Only his peavy and driving pole, his birch canoe and his gun.

But to Paul Nicola, lithe and tall, son of a Tarratine,

Had gone the heart of the governor’s child, Molly the island’s

queen.”

Old Town Ballads.


The coachman usually drove into town from the “Oaklands” to bring John Barrett home from his office, for Barrett liked the spirited rush of his blooded horses.

But when his daughter occasionally anticipated the coachman, he resigned himself to a ride in her phaeton with only a sleepy pony to draw them.

Once more absorbed in his affairs, after the departure of Pulaski Britt, Barrett had forgotten the unpleasant morsel of gossip that Britt had brought to spice his interview.

But a familiar trilling call that came up to him stirred that unpleasant thing in his mind. When Barrett walked to the window and signalled to her that he had heard and would come, his expression was not exactly that of the fond father who welcomes his only child. It was not the expression that the bright face peering from under the phaeton’s parasol invited. And as he wore his look of uneasiness and discontent when he took his seat beside her, her face became grave also.

“Is it the business or the politics, father?” she asked, solicitously. “I’m jealous of both if they take away the smiles and bring the tired lines. If it’s business, let’s make believe we’ve got money enough. Haven’t we—for only us two? If it’s politics—well, when I’m a governor’s daughter I’ll be only an unhappy slave to the women, and you a servant of the men.”
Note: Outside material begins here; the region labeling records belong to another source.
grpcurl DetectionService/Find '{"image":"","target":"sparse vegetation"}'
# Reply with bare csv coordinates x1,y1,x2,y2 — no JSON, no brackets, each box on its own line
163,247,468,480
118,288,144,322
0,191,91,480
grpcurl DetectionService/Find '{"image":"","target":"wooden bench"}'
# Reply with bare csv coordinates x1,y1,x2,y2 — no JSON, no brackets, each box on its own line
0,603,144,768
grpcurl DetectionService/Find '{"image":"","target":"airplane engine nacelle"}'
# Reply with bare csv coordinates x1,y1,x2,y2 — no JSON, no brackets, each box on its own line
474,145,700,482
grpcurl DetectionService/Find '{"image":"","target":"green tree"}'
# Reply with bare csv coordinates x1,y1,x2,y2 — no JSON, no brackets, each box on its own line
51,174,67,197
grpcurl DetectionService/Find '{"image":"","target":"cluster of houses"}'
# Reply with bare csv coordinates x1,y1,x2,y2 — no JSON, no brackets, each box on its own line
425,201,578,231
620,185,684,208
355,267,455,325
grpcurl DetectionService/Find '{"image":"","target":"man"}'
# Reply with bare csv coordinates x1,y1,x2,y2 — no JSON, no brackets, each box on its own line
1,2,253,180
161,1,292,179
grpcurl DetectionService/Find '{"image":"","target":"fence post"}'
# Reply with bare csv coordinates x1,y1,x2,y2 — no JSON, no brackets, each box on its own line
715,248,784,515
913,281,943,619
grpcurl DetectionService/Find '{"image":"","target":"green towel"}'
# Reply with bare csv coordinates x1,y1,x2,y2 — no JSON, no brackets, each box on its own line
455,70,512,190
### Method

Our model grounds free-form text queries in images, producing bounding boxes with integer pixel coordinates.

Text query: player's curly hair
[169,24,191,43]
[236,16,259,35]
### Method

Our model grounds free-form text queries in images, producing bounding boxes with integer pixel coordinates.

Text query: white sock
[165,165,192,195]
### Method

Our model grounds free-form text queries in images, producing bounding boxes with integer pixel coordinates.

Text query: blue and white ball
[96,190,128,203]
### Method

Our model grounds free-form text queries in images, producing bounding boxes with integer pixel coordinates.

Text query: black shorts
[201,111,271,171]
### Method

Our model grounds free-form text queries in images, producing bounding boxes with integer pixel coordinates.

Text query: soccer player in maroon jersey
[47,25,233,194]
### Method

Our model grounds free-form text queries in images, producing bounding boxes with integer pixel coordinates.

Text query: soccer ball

But he did not respond to her rallying.

“I can’t get away from work this summer, Elva,” he said, with something of the curtness of his business tone. “I mean I can’t get away to go with you.”

“But I don’t want you to go anywhere, father,” protested the girl.

She was so earnest that he glanced sidewise at her. His air was that of one who is trying a subtle test.

“I feel that I must go north for a visit to my timber lands,” he went on; “I have not been over them for years. I’ve had pretty good proof that I am being robbed by men I trusted. I propose to go up there and make a few wholesome examples.”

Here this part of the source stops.